Untangling Generational Trauma

People talk about identity like it begins with grand displays or gestures—names, flags, pronouns, rewritten pasts. But for NeuroSpicey kids, it doesn’t start with what they can name. It starts in the body. In sensory safety. In being allowed to exist without apology. It starts, sometimes, with hair.

That morning, I was just trying to get my son into the shower.

Then I saw it: a knot the size of a golf ball. Not just tangled—woven. A tight, silent storm of friction and time and sensory chaos. My gut dropped. His hair, his long, beautiful hair, has been part of how he sees himself for years. Cutting it would have felt like cutting through something sacred. I almost cried from what might need to be done.

But I wasn’t going to panic. I wasn’t going to let frustration take the wheel.

He stepped into the water, and I stepped into presence.

Conditioner. Bag. Time. Research. I learned about porosity, frizz, moisture loss, and how some ingredients soothe while others inflame. I built a plan. And then I got to work, slow, careful, intentional. He played with his waffle blocks while I moved strand by strand, breathing alongside him. We exchanged hair puns, that my daughter said “We’re Knot funny.”

My son has high porosity hair, it absorbs moisture as fast as it looses it. Its wavy, it tangles if not met with a routine and care plan that matches not only his hair chemistry, but how processes the world.

And yeah, I had to make two small snips. Maybe ten strands total, an inch and a half, tucked into the end of his hair. You can’t even see it. His hair remains intact. He was smiling by the end. And that’s what matters most.

But that knot? It became more than a hair emergency. It became a ritual. A rite. A pause in the chaos where I could show him: you’re not too much for me.

Because I didn’t just fix it.. I built a world we could both live in. I turned the routine into a rhythm. We gave everything names. The detangler became “slip potion.” His towel is “armor.” He gets XP for bravery during comb-outs. We talk through each step before we do it. No surprises. No sudden shifts. I designed the process not just for his hair, but for his nervous system. For his inner language. For him.

And it worked because I’ve been doing my own work, too.

Through reclaiming my identity, I’ve started turning moments that used to overwhelm me into moments of reverence. I’ve learned to respond instead of react. I pause. I breathe. I don’t rush in with control; I show up with steadiness. And in that shift, I’ve found something I didn’t even know I was searching for: the kind of father I needed when I was younger. One who doesn’t need his child to make sense to love him fully.

Because that’s the truth of it, this isn’t just about hair.

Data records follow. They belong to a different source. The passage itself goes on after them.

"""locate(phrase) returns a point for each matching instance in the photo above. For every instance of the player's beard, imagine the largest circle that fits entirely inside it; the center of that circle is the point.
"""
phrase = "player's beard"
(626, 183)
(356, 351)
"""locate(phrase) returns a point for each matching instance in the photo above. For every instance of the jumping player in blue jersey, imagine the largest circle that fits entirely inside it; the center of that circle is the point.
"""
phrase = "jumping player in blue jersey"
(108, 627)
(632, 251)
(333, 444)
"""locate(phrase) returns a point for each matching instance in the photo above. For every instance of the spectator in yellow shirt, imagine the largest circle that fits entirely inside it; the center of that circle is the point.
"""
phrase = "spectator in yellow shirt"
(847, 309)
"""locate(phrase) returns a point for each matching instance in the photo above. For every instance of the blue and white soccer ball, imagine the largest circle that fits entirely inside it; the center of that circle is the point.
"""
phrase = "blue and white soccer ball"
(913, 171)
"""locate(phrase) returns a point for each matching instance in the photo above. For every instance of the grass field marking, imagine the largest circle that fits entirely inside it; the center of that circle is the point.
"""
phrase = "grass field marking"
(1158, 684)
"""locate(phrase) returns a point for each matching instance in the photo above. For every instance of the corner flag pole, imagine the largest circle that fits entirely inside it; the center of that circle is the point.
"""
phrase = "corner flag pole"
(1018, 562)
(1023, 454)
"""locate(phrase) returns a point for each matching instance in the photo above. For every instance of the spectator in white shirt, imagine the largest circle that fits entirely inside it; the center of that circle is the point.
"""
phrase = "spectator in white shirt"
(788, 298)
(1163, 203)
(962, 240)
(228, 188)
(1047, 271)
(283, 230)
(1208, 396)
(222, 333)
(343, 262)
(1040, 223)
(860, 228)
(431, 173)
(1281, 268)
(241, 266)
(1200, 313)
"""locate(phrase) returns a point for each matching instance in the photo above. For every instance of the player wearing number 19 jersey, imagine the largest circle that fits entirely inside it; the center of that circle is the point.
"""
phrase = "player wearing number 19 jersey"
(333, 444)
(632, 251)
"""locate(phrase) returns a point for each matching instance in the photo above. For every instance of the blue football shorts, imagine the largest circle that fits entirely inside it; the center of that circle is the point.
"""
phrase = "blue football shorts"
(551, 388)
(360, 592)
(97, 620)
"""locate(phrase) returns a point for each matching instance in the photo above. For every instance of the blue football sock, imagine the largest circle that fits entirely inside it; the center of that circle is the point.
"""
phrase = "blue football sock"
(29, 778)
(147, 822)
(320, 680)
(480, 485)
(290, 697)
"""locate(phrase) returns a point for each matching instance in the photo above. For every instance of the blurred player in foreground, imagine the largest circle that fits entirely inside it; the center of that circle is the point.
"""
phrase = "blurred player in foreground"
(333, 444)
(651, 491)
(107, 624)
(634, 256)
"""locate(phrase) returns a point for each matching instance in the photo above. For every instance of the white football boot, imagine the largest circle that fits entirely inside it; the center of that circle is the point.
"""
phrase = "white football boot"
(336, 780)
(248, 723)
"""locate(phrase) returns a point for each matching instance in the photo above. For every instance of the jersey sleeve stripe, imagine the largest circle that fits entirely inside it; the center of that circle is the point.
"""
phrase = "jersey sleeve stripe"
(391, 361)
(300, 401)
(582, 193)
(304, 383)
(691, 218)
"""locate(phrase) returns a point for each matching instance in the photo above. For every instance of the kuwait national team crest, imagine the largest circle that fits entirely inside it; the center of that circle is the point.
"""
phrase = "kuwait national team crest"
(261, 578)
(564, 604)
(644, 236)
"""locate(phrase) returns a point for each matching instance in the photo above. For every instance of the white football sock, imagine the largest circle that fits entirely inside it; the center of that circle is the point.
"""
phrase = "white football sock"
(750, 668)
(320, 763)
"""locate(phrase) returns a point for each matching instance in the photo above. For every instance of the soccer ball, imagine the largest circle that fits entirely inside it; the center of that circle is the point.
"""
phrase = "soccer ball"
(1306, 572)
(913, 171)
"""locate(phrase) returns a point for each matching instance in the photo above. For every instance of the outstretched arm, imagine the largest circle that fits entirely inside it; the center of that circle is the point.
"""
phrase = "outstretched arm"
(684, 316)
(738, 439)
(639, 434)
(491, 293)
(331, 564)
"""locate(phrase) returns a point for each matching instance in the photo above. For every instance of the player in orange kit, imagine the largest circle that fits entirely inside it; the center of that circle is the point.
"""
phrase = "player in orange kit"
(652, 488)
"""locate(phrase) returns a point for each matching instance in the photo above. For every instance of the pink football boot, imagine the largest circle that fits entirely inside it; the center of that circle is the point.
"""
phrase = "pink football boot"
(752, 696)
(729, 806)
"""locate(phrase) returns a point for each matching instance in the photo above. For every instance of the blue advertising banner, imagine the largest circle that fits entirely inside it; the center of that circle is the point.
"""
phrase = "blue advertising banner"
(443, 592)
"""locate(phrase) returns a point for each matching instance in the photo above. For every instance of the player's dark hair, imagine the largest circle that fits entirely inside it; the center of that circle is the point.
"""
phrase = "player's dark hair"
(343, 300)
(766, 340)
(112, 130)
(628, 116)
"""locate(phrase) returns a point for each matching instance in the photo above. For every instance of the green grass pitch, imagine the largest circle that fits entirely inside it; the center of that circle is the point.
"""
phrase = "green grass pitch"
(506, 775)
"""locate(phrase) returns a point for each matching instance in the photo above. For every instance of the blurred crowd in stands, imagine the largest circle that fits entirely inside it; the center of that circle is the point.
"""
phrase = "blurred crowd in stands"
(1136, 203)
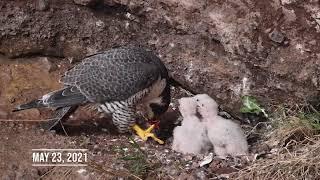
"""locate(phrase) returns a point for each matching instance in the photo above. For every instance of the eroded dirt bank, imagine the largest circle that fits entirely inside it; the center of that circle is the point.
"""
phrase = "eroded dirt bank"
(266, 49)
(270, 50)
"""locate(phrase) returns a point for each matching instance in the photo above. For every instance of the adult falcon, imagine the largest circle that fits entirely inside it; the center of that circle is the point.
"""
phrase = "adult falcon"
(116, 81)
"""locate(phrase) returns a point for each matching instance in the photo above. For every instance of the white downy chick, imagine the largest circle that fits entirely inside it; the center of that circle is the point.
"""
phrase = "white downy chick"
(225, 135)
(191, 136)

It’s about trust. Autonomy. The dignity of expression. For neurodivergent kids, identity isn’t just about what they love—it’s about what keeps them whole. What reflects them back to themselves when the world frays their edges.

His hair is part of that.

And now, he knows his dad doesn’t just tolerate who he is—I protect who he is. I learn his language. I adapt. I stay when it’s hard. I honor the strands of his selfhood, even when they tangle.

If identity really matters, then we have to show up not just when it’s easy, but when it’s textured, when it’s sensory, when it’s silent and sacred and small.

I didn’t save every strand.

But I saved the story.

And my son? He knows he is loved, loudly, quietly, and without condition. Just a little extra conditioner.”

There were no tears shed today that didn’t come from laughter. Tonight, after the kids go to bed, I’m going to look into how to braid hair for their hair styles. Maybe I’ll see if I can find a wig and practice on it. One thing I know for sure, I have to brush up on my hair puns.

One strand at a time

What if this is how we showed up to people? Not just our kids. But partners. Friends. Strangers. Ourselves. What if we treated someone’s internal knot the way I treated that chunk of hair, “knot” as a problem, but as something worthy of patience, presence, and time?

It took me two hours. And yeah, I’ll tout that. Two hours on one knot. Some might call it a waste. But what I learned, what we built, in those quiet hours? It’s worth more than anything else I could’ve been doing.

And I didn’t even realize that until just now.

Because I didn’t just detangle my son’s hair, I detangled his nervous system.
I held space for a moment that could’ve become trauma, and instead turned it into a memory of safety, care, and identity.

That is trauma-informed parenting in action.
That is neurodiversity-affirming love.
That is what generational healing looks like.

I didn’t fix hair. I built trust.
I didn’t brush knots… I met my son’s whole self, exactly where he was, and told him:

“You’re safe here. You’re not too much. I won’t cut away the parts of you that don’t make sense to the world.”